ETTORE GIURADEI, parlando del primo singolo estratto, afferma: “La repubblica del sole ci sarà per forza. Scomparirà la vergogna e la vita scoprirà finalmente il suo senso di gioco, d’assoluta perdizione nel piacere del pensiero e dell’azione. “Mai come oggi si è parlato tanto di civiltà e di cultura, quando è la vita stessa che ci sfugge” (A. Artaud). Il giorno successivo all’uscita il Corriere della Sera lo segnala tra i 4 album da acquistare, il Messaggero ne loda “la potenza viscerale nel live, l’ottima capacità di scrittura, le travolgenti sonorità”, SentireAscoltare dichiara “un gran bel ritorno”, Rockol lo giudica “un grandissimo disco”, Rockit si affretta a chiedere l’esclusiva dello streaming e lo piazza per una settimana in homepage. Il tour vedrà avvicendarsi i migliori club con diversi teatri come il Derby di Milano (da cui tutto partirà ufficialmente), il Pavone di Perugia, il Teatro Centro Lucia di Brescia, l’Aurora di Bergamo…

ESTRATTI DI RECENSIONI x “Era che così”

“Riesce a far risaltare le vite che riporta in forma di parole e note“ – Rolling Stone

“Finalmente i giovani autori riescono a uscire dal luogo comune dei testi alla vecchia maniera, quelli che hanno decretato il successo di Guccini, De Gregori o Ciampi.” – Kataweb

“Ancora cantautorato? Sì, ancora cantautorato.

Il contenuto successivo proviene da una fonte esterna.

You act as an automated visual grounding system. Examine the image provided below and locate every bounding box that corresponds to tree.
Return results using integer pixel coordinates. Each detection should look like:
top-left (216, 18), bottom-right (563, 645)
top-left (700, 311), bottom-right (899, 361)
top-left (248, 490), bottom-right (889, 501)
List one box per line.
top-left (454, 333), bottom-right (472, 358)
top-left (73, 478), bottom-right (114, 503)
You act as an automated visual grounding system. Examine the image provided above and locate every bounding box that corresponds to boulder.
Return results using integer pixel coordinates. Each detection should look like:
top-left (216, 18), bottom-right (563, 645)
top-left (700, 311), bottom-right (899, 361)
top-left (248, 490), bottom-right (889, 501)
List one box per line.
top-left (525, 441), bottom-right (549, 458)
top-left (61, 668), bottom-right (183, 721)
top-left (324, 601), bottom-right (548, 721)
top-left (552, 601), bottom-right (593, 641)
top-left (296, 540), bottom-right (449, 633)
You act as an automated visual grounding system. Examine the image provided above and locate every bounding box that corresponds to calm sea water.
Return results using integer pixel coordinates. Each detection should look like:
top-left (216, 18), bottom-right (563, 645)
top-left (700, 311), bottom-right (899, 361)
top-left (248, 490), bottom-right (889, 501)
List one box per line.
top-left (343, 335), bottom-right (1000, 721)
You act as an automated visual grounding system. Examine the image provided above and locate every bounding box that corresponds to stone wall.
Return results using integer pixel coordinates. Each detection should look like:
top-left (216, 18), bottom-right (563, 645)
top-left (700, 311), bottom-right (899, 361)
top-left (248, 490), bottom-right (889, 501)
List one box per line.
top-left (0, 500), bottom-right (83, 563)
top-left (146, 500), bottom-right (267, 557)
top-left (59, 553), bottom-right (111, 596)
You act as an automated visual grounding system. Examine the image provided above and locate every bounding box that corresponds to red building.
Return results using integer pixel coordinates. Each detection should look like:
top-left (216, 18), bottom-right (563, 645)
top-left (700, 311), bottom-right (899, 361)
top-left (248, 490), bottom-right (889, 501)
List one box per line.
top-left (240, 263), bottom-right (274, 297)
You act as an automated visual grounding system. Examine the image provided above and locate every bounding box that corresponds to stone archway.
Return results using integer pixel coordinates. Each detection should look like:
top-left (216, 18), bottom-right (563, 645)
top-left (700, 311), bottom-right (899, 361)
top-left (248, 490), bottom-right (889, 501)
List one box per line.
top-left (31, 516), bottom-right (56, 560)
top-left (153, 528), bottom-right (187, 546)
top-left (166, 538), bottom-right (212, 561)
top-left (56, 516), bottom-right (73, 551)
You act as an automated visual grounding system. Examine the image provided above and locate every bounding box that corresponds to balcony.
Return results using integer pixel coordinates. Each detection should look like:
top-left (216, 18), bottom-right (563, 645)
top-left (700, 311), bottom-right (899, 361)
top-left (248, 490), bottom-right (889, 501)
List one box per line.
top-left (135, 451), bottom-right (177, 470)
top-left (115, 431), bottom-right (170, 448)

Ma un cantautorato che sbraca, piange, sanguina, emoziona.” – Rockit

“Giuradei ha talento e inventiva, si appella a nomi importanti del cantautorato dentro e fuori l’Italia e ne ruba l’essenza, manipolandola secondo il suo immaginario di autore dalla vena surreale e ironicamente maledetta, nella quale teatro, cabaret e letteratura scompaginante si amalgamano alla meglio.” – Mussicboom

“Strampalato ed eccentrico, il secondo disco di Ettore Giuradei mischia folk, jazz e canzone d’autore per rivestire con freschezza e agilità dei testi che sembrano filastrocche nonsense.” – L’Isola che non c’era

“Era che così ci dimostra di averci sentito giusto nella maniera più eclatante: raggiungendo cioè risultati altrettanto degni di nota partendo però da premesse quasi antitetiche.” – Mucchio Selvaggio

“Quando dietro le note c’è una sconosciuta quanto geniale scrittura a guidare la mano, nascono album come questo “Era che così”, un disco sincero, strambamente umano, non da grandi scaffali, piuttosto di quella eroica nicchia da attingimento per momenti che reclamano roba buona e fine. Un disco già in odore di una diretta santità alternativa dribblando la canonizzazione d’obbligo.” – Mescalina

www.myspace.com/ettoregiuradei

- PUSO -


A un anno dall’inaugurazione di Sotto il cielo di Fred, manifestazione per il cinquantenario dalla scomparsa di Fred Buscaglione, l’Associazione F.E.A. in collaborazione con Spazio 211 propone il secondo appuntamento live per ricordare il grande musicista torinese scomparso nel 1960 e promuovere i musicisti arrivati in finale per il Premio Buscaglione il 13 febbraio 2010. La grande risposta di pubblico, oltre 5.000 le presenze agli eventi in programma a Torino dal 3 al 13 febbraio 2010, e la volontà di continuare a proporre momenti live dedicati alla canzone d’autore emergente, in attesa della seconda edizione del festival – febbraio 2012 –, hanno spinto l’Associazione F.E.A. a cercare collaborazioni per la promozione degli artisti giunti in finale il 13 febbraio 2010. Ad inaugurare questo percorso il 3 luglio scorso Jang Senato, secondi classificati al Premio Buscaglione, si sono esibiti prima degli Zen Circus sul palco di Colonia Sonora.

Il 7 marzo sarà la volta di Puso, terzo classificato al Premio Buscaglione, che aprirà il concerto in programma a Spazio 211: Ettore Giuradei.